Without reconciliation, Sri Lanka will never recover from war
In Victory, Disgrace
The Sri Lankan Army appears to be on the brink of a military victory that would bring to an end one of Asia's longest and bloodiest civil wars. Yesterday government troops were advancing on Elephant Pass, the strategic former army base at the entry to Jaffna. Last week they captured Kilinochchi, the town in the far north of the island declared by Tamil Tigers rebels as their separatist capital. With the troops poised to capture the remaining rebel territory, President Rajapaksa's hawkish Government is already trumpeting its success in ending a rebellion that years of negotiations by Norwegian intermediaries failed to accommodate.
The triumphalist note, however, is as ominous as the accompanying brutality. Yesterday the editor of a newspaper strongly critical of the Government's war on the Tigers was shot dead by motorcycle gunmen. The shooting came just two days after unidentified attackers set fire to a private television station denounced by state media as “unpatriotic” for its coverage of the ethnic conflict. There are widespread fears that the Government, which won power by appealing to Sinhalese nationalists, will follow any victory with a crackdown on civil liberties, an uncompromising attempt to crush Tamil sentiment and a refusal of any cultural or political autonomy.

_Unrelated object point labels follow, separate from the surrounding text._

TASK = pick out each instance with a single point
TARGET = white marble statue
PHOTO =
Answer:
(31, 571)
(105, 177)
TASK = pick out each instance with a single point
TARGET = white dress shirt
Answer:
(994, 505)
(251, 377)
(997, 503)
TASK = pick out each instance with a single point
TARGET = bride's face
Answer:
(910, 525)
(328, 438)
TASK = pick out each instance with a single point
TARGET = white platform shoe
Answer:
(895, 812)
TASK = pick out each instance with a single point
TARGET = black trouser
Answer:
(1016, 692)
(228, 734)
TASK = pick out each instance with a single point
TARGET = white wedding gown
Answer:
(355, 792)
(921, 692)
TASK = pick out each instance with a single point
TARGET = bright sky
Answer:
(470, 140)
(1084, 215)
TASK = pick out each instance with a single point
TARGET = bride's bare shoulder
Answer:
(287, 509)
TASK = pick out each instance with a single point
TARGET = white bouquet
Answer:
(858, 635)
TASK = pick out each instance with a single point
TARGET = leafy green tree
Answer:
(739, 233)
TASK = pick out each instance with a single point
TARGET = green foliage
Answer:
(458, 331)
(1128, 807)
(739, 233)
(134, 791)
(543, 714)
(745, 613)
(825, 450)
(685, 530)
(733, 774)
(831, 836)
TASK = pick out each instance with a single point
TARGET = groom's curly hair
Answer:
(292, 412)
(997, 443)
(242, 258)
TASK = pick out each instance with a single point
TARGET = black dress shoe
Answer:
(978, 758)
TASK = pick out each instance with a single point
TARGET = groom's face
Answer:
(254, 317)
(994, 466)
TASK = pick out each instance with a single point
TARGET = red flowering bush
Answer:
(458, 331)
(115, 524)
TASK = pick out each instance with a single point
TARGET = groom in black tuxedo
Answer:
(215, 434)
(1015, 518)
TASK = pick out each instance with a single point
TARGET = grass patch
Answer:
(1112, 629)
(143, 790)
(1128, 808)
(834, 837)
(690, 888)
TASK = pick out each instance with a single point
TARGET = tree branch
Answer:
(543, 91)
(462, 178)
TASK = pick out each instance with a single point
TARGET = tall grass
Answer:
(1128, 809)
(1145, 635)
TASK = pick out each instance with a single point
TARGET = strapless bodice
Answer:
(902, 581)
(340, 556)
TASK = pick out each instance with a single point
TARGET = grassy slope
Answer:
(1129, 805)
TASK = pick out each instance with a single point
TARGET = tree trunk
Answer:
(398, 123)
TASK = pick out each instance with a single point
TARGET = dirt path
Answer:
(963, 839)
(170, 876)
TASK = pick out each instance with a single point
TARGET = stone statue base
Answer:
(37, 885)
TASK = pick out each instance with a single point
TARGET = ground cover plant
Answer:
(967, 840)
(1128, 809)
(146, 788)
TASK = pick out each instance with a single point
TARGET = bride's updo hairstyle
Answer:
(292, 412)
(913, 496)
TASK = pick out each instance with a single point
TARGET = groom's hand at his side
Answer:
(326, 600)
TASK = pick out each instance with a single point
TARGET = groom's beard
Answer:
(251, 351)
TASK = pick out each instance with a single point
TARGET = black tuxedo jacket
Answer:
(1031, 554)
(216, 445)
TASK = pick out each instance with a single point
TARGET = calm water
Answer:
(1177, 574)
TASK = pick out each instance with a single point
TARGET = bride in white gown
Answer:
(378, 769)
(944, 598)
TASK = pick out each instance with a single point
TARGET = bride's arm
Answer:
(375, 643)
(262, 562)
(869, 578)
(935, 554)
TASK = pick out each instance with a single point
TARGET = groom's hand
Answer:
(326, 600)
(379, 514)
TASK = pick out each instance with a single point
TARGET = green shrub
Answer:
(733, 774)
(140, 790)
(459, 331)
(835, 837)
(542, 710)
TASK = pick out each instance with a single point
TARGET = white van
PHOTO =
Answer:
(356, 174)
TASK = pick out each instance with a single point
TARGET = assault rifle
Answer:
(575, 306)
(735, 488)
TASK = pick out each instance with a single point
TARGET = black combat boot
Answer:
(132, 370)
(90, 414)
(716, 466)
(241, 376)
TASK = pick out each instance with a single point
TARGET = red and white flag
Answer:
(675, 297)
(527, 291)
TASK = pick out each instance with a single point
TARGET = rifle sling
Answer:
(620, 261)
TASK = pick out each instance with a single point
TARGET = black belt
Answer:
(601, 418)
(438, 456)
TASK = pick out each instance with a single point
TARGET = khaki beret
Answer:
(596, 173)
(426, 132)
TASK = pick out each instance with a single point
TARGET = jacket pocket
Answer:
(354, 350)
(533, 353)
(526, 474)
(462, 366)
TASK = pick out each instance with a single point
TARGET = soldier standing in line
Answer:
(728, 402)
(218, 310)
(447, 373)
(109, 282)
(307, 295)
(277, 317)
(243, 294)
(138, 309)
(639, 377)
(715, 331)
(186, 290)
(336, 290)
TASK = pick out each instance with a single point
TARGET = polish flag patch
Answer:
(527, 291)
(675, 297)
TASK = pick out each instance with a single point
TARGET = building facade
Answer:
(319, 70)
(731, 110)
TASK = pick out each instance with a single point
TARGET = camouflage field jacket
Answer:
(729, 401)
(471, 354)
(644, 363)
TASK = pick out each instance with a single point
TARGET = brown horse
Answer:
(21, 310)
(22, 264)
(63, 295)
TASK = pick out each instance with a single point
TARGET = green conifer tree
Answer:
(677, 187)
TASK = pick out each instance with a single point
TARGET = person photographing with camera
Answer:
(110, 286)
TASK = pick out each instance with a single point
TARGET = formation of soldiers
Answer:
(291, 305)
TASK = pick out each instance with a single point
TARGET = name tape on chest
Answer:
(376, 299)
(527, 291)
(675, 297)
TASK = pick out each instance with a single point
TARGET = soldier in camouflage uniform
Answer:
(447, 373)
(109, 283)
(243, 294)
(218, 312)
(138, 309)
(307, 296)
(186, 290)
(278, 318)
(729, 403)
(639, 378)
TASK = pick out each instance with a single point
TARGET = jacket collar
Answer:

Such a move would spell further disaster for Sri Lanka. Churchill's axiom of magnanimity in victory was never more needed. Over the past 25 years, at least 70,000 people have been killed in a war marked by appalling terrorist brutality, especially the widespread use of child fighters and the forced recruitment of suicide bombers. Directed by the reclusive and uncompromising Velupillai Prabhakaran, the Liberation Tigers of Tamil Eelam (LTTE) have deliberately worsened conditions for civilians under their control, killed moderates and rival Tamil politicians and done their best to sabotage Oslo's patient efforts to negotiate a political settlement.
In this, they have been helped by hardliners among the Sinhalese majority, long suspicious of peace efforts made especially eight years ago by Ranil Wickremasinghe. Then the Prime Minister, he signed a ceasefire with the Tigers in 2001 and began peace talks. During the lull, the battered economy revived and Sri Lanka underwent huge social changes. But the Tigers, fearing a loss of political control, abruptly withdrew from the peace process in 2003, and the Sinhalese majority turned against reconciliation. With calculated cycnicism, the Tigers then enforced a boycott among Tamils during the last general election, knowing that this would help the return of hardliners to power in Colombo - as it did.
Without reconciliation, however, Sri Lanka will find it hard to overcome more than a generation of civil war. The Tigers, and especially their intransigent leader, have no interest in accommodation. But the government decision on Wednesday to proscribe the LTTE again will drive them farther underground and reinforce the zealotry of a dictatorial leadership. The Tigers, already outlawed in America and the European Union, will step up urban terrorism across the island and their financial blackmail of Tamils overseas.
An end to a war that has blighted a country's once prosperous future cannot come too soon. But that end must herald peace, not vengeance, triumphalism and an assault on civil liberties.